In Renaissance times, as we know from Shakepeare’s Macbeth, the dividing point in a month was called “the Ides”.  This hearkened from a time when all months, save February, had 30 days,  and the 15th served as the dividing point.

We’ve reached this point in December, in which the work-a-day cares and tribulations of the first two weeks, being as they are combined with holiday planning, give steadily away to the mix of moods and accent on celebrating that characterize the period, right up to January 1.

I spent the first part of today helping to lay wreaths on the grave sites of those who served in the military or were married to those who did.  There were about eighty people, of all ages, doing this, following a forty-minute ceremony of patriotic music and short speeches, culminating with a 21-gun salute and playing of “Taps” (Il Silenzio).
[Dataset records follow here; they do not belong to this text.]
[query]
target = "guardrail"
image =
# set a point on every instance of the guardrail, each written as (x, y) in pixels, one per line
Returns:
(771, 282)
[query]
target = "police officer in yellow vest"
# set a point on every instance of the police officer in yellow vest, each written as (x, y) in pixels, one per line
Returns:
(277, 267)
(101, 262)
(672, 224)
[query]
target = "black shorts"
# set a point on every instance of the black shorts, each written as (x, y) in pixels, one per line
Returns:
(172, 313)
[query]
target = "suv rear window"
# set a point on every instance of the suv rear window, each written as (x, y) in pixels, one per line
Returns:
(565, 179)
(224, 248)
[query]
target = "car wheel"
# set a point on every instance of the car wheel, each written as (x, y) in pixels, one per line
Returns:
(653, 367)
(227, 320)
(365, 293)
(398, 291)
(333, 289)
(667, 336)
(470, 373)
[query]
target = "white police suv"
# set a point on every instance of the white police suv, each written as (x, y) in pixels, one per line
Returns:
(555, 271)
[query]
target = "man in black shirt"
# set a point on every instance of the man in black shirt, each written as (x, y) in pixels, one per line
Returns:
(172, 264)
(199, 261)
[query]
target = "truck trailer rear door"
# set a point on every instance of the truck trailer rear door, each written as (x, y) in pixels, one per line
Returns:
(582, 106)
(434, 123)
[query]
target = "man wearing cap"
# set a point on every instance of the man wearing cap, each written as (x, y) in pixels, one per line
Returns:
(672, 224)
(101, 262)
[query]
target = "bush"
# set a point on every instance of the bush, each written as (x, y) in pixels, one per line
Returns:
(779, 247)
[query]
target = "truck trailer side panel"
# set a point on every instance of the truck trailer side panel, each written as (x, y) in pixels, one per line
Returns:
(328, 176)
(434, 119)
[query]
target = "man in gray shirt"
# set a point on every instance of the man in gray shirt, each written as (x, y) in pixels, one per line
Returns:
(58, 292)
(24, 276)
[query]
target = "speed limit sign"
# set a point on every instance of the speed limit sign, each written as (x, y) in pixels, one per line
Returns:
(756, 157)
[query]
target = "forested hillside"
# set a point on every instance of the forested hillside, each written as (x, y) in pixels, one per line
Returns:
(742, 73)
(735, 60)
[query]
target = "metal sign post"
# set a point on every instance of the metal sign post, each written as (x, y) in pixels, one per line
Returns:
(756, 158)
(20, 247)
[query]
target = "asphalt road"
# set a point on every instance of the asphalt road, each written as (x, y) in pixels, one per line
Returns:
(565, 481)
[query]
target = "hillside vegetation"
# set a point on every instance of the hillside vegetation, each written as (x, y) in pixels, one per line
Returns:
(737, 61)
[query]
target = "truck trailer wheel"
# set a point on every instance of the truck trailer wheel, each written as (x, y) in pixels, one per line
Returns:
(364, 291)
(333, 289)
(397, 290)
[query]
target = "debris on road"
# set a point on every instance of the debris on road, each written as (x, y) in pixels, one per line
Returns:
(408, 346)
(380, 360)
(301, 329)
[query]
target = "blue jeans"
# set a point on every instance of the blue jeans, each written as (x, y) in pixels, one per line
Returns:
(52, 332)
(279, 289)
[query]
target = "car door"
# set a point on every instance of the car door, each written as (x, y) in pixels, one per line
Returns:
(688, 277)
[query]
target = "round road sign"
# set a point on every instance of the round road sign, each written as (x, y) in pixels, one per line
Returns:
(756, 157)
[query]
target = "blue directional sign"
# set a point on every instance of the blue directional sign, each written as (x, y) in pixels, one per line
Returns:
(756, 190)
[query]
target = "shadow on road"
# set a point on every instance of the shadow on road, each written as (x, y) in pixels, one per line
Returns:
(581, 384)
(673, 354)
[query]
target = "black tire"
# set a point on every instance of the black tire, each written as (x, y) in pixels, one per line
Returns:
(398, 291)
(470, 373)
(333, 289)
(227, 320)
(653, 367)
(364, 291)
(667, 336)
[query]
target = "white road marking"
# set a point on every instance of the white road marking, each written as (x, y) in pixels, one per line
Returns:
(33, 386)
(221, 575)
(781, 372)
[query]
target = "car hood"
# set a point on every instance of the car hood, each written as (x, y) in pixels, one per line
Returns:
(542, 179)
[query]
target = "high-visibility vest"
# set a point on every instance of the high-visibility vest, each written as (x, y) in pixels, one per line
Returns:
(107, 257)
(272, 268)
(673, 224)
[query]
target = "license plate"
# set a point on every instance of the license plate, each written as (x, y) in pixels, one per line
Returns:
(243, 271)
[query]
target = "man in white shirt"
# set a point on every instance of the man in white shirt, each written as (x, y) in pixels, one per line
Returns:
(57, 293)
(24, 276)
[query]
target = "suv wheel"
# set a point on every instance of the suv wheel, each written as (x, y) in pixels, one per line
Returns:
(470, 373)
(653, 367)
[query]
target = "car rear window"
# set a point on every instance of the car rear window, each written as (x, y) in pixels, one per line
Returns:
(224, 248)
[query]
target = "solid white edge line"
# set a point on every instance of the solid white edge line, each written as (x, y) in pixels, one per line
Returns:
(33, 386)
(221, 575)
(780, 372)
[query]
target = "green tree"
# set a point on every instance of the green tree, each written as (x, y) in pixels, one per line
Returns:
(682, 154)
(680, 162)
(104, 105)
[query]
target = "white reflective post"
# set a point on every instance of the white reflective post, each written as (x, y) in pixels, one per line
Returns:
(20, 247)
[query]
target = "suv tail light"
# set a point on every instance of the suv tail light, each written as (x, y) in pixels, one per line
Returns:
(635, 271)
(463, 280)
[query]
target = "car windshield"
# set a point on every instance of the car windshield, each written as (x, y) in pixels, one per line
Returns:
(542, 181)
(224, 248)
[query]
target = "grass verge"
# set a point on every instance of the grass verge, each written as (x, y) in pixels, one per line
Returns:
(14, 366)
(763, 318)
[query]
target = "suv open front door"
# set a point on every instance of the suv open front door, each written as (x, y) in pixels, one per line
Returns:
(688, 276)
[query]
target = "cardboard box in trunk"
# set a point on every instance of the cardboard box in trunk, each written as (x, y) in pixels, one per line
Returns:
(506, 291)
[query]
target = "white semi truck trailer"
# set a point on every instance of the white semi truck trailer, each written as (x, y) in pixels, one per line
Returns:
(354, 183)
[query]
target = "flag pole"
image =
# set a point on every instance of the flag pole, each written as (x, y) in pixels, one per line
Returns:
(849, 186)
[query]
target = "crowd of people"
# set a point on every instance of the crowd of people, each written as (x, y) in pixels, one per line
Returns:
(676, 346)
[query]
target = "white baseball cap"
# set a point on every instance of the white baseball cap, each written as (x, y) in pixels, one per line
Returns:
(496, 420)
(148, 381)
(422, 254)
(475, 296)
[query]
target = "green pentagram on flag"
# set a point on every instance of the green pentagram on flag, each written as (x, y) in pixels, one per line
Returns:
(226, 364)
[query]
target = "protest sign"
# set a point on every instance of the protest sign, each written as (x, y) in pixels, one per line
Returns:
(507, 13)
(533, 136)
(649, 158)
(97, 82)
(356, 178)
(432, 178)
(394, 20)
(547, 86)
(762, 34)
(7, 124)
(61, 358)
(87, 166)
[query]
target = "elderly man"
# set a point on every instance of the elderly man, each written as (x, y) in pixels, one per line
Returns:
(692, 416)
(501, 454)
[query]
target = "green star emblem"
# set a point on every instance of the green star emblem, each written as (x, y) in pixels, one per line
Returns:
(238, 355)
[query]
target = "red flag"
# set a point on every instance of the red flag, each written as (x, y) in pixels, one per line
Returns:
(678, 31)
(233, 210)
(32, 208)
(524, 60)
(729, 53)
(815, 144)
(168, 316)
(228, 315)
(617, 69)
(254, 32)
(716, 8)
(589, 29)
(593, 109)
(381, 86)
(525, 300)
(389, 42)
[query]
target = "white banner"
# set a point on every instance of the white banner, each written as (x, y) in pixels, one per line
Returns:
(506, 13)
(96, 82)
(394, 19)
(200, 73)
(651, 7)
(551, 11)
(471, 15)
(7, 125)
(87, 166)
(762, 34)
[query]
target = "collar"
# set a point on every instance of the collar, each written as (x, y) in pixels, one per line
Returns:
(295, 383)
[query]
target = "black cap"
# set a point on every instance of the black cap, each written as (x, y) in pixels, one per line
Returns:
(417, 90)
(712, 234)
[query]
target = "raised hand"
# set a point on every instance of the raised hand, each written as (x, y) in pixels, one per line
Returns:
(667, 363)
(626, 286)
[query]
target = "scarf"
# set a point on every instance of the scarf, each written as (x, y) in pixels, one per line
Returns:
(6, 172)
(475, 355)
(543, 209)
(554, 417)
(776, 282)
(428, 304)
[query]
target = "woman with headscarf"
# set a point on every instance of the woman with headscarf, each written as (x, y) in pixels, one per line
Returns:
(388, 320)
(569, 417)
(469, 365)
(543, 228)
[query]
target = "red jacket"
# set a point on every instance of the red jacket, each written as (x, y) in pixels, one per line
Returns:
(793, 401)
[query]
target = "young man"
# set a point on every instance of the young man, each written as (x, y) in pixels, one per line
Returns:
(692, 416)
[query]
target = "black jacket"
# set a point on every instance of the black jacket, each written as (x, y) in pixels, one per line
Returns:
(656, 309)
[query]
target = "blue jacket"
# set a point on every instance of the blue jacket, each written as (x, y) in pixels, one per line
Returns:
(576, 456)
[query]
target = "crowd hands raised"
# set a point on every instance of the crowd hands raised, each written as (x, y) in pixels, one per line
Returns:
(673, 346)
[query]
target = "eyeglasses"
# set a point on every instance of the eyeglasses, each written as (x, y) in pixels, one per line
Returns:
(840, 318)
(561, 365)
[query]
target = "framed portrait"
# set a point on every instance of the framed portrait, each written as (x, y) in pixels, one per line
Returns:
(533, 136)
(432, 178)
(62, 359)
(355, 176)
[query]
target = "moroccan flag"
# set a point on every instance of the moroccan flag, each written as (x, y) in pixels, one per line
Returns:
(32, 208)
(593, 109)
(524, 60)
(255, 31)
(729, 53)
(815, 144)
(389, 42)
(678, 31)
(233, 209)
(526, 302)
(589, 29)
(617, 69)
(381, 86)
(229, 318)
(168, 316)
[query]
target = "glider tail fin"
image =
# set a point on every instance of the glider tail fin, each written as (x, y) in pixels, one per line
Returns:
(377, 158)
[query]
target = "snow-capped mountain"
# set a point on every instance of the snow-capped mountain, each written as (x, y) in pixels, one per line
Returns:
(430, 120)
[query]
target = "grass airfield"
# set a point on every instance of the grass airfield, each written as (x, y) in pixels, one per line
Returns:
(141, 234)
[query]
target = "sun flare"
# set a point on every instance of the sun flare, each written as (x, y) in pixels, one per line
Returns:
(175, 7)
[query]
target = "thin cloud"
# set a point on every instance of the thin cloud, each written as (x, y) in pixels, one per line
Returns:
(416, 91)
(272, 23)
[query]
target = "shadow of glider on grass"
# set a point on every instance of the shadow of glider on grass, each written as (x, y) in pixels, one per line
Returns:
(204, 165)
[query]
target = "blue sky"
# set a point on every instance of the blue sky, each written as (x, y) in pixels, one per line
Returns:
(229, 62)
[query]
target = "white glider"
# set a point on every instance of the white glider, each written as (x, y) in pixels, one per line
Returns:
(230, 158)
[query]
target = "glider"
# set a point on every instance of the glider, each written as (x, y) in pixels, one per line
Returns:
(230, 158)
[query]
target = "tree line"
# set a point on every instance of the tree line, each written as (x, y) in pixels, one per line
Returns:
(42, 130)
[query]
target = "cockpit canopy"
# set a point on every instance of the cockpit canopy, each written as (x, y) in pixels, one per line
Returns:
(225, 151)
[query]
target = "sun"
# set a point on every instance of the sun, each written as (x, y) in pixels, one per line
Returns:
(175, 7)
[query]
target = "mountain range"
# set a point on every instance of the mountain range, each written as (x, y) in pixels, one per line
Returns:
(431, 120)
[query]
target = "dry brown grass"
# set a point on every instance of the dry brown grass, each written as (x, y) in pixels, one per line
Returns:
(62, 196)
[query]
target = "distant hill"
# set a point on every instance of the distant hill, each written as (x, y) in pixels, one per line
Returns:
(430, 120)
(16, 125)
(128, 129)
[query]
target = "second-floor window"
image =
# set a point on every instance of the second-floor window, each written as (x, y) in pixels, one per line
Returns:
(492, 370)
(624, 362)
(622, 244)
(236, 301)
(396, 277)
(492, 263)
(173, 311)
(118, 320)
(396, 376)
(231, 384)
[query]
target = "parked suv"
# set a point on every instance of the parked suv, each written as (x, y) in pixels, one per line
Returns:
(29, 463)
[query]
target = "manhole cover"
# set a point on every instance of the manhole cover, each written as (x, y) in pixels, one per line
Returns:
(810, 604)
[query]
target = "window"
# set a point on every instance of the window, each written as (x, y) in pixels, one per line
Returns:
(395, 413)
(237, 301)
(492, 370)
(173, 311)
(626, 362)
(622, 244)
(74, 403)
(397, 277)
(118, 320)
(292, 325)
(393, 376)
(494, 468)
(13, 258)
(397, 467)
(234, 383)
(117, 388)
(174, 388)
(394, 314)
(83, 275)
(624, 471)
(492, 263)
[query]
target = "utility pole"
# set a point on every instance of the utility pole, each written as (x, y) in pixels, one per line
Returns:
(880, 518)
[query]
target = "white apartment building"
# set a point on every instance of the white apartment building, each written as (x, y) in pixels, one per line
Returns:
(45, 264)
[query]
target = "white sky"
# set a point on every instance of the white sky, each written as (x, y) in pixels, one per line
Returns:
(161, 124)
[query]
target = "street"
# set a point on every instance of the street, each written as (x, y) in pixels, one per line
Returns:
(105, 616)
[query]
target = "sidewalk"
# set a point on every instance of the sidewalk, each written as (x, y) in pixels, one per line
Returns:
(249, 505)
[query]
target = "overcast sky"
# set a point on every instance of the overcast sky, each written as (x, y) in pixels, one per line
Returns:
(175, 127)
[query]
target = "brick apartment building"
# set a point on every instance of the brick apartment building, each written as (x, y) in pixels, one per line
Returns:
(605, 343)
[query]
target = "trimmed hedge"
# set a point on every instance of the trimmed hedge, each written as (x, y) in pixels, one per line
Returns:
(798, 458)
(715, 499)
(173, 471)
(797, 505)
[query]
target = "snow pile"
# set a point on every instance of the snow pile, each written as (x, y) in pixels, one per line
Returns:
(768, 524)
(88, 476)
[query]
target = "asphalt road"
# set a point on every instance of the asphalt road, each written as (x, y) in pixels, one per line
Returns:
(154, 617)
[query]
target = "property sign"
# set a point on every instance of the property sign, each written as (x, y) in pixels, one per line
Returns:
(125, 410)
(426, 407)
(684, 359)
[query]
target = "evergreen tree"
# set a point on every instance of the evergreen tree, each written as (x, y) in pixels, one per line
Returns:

Wreaths Across America is a national program of wreath-laying at the graves of those laid to rest in military cemeteries, on the third Saturday in December.  It began with a wreath-maker in Harrington, ME, in 1992 and became a national effort in 2007. One of my maternal uncles, who served with distinction in the U.S. Navy, during World War II, was among those who helped organize the national effort.  I learned of his involvement in this, upon his passing, in 2010 and have been involved in this effort, myself, since 2011.

The rest of this Ides of December saw me get out the last of my family Christmas cards and put up a hand-made wreath on my front door.  The weather outside is far from frightful, but I aim to keep the atmosphere, around home and work at least, delightful.